Catholic Answers, an information and advocacy group run by non-clergy members, last week asked the US Supreme Court to examine the way the Internal Revenue Service determines whether or not a nonprofit group has engaged in improper political activity. The group drew the attention of the IRS after criticizing Sen. John Kerry during his bid for president in 2004. To many, a case of this kind will seem long overdue, given the increasingly politicized nature of religious organizations in the United States over the last four decades.
In its brief with the court (pdf), Catholic Answers argues that, in seeking to establish the legality of the group’s claim to tax-exempt status, the IRS has forced the group to continue to refile refund claims for years, effectively postponing a decision in the matter and thereby “chilling speech.”
Tax-exempt nonprofit groups such as churches are barred from performing express political candidate advocacy. They can take up political issues, however, and in championing charged issues like abortion, the line separating advocacy for an anti-abortion position and the Republican Party generally has become thinner and thinner.
Catholic Answers calls itself an “apostolate,” by which it means it is carrying on its educational and evangelical mission with the Church’s blessing, although none of its members are ordained.
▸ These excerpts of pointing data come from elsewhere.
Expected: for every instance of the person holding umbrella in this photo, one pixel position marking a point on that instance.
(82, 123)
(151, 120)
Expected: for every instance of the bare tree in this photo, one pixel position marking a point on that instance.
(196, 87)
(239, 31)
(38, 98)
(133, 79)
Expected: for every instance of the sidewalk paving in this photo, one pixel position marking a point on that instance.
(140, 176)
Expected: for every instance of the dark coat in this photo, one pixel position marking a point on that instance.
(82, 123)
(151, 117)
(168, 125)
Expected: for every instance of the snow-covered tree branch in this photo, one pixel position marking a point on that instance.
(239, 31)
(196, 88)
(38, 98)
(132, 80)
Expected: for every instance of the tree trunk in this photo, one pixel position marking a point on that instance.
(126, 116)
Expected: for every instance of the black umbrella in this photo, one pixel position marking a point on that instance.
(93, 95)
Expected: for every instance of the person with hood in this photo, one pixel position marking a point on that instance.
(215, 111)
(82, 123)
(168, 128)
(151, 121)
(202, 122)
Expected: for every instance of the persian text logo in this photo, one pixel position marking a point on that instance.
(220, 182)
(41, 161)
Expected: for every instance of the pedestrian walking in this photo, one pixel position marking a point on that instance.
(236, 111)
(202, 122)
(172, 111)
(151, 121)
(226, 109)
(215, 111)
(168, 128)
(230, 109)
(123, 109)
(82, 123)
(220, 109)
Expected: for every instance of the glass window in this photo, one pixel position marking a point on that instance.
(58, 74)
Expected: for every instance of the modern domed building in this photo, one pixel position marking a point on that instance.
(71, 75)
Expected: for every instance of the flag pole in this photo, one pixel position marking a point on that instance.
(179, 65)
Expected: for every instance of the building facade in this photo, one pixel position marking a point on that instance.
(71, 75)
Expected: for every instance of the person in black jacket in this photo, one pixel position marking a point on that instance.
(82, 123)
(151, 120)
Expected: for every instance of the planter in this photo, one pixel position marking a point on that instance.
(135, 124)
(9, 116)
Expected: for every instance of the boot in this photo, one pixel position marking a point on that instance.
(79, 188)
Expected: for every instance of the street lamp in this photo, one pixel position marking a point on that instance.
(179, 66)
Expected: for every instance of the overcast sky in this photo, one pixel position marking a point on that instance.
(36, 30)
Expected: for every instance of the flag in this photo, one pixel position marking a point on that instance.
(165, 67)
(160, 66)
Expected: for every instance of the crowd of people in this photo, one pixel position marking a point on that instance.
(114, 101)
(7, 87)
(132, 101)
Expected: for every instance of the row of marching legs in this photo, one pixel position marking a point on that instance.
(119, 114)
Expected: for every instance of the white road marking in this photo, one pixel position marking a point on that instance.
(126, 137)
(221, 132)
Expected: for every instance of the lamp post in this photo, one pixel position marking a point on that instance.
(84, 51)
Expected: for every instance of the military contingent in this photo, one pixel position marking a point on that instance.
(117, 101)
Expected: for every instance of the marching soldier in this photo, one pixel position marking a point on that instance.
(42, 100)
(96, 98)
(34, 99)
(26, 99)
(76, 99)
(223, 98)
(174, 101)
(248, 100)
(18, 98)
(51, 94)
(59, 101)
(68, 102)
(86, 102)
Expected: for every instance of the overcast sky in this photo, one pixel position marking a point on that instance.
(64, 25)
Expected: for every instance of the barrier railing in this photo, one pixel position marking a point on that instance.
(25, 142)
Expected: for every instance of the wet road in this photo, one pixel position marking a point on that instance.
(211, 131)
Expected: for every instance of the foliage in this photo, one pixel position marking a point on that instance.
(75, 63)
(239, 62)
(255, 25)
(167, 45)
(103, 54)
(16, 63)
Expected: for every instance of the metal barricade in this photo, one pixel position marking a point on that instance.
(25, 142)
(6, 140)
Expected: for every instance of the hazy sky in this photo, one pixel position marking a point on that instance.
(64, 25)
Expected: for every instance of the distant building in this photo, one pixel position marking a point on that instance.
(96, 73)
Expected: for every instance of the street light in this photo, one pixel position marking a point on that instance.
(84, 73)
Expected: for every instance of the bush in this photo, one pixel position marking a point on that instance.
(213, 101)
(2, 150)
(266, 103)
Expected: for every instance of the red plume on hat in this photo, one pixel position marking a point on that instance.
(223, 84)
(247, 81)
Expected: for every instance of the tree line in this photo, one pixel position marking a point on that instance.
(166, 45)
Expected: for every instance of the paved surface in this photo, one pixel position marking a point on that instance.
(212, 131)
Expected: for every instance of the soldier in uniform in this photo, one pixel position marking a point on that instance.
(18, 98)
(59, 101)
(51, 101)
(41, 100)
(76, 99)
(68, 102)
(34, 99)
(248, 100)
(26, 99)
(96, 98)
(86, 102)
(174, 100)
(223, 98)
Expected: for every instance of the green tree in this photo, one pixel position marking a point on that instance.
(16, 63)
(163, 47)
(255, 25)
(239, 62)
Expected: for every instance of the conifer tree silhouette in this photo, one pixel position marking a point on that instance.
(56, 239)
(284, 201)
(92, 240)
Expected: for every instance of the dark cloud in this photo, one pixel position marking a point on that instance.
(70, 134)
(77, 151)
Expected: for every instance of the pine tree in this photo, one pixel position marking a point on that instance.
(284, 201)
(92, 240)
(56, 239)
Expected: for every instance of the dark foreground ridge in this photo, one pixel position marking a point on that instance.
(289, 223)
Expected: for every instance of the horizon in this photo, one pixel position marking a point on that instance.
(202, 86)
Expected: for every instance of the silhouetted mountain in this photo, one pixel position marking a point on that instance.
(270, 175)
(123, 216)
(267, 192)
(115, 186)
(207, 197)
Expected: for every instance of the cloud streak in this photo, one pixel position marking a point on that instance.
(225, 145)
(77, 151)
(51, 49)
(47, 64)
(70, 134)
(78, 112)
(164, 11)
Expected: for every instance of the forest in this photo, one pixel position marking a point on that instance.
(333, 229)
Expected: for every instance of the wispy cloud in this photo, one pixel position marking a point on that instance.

Established in 1979, the group produces books, magazines, videos and a daily radio show on Church teachings and Church positions on issues of the day.
The group is being represented in its case against the IRS by high-profile religious-right attorney James Bopp, a reported adviser to presidential candidate Mitt Romney. Bopp advised Citizens United in its now-famous campaign finance case. He also defended the national anti-abortion organization Susan B Anthony List in a defamation suit filed by former Congressman Steve Driehaus. Bopp has also served as general counsel for National Right to Life and as special counsel for Focus on the Family.